From Mass Communication Specialist 2nd Class Tim D. Godbee

Royal Tongan Marine engineers are rebuilding the Atele Primary School with the assistance of French Army engineers, New Zealand Army engineers, U.S. Navy Seabees and U.S. Marine Corps engineers, during Pacific Partnership 2013.

ATELE, Tonga (June 17, 2013) - Royal Tongan Marine engineers are rebuilding the Atele Primary School with the assistance of Pacific Partnership French Army engineers, New Zealand Army engineers, U.S. Navy Seabees and U.S. Marine Corps engineers, as part of Pacific Partnership 2013.

The rebuild is scheduled to consist of replacing two collapsed roofs, improving the schools existing electrical infrastructure, installing two water tanks, remodeling the school's interior and repainting the school's exterior.

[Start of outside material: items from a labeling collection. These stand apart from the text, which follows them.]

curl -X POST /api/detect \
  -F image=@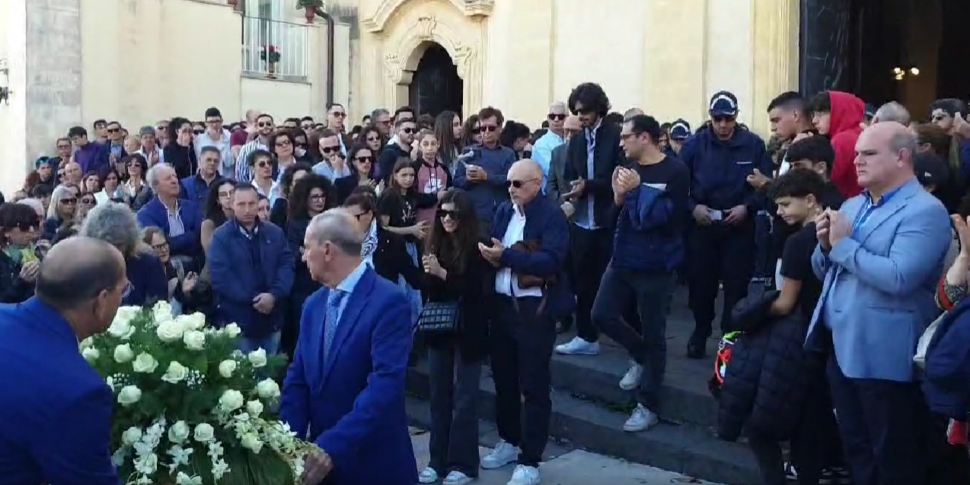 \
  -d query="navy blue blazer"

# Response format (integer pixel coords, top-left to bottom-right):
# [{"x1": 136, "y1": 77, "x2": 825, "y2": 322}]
[
  {"x1": 0, "y1": 298, "x2": 119, "y2": 485},
  {"x1": 489, "y1": 194, "x2": 576, "y2": 317},
  {"x1": 280, "y1": 268, "x2": 418, "y2": 485}
]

U.S. Navy Seabee, Builder 2nd Class John Llewellyn, one of the site supervisors said the project is scheduled to take two weeks to compete. "We're about 75 percent done with the project. We normally have between 15 and 25 persons on site everyday, so we're right where we're supposed to be in meeting our deadline."

Led by Royal Tongan Marine engineers, the project is a collaboration of military engineers from four different nations to improve Tonga's infrastructure, give the Atele community a place for their children to learn and serve as a disaster relief facility in the event of an emergency.

"It's good to working with everyone and despite the occasional language barrier, once you get the message through then everything works itself out," said New Zealand Army Lance Cpl. Michael Noddings, an engineer on site in Atele. "It's good knowing that you're helping out the people and giving them more classrooms and better facilities."

Llewellyn said that all of the engineers on site are more alike than different and construction is universal no matter what language is spoken. "Right now everyone's meshing well, everyone has an assigned task and we're going to work," added Llewellyn.

Working at the invitation of each host nation, Pacific Partnership is joined by partner nations that include Australia, Canada, Colombia, France, Japan, Malaysia Singapore, South Korea and New Zealand to strengthen disaster response preparedness around the Indo-Asia-Pacific region.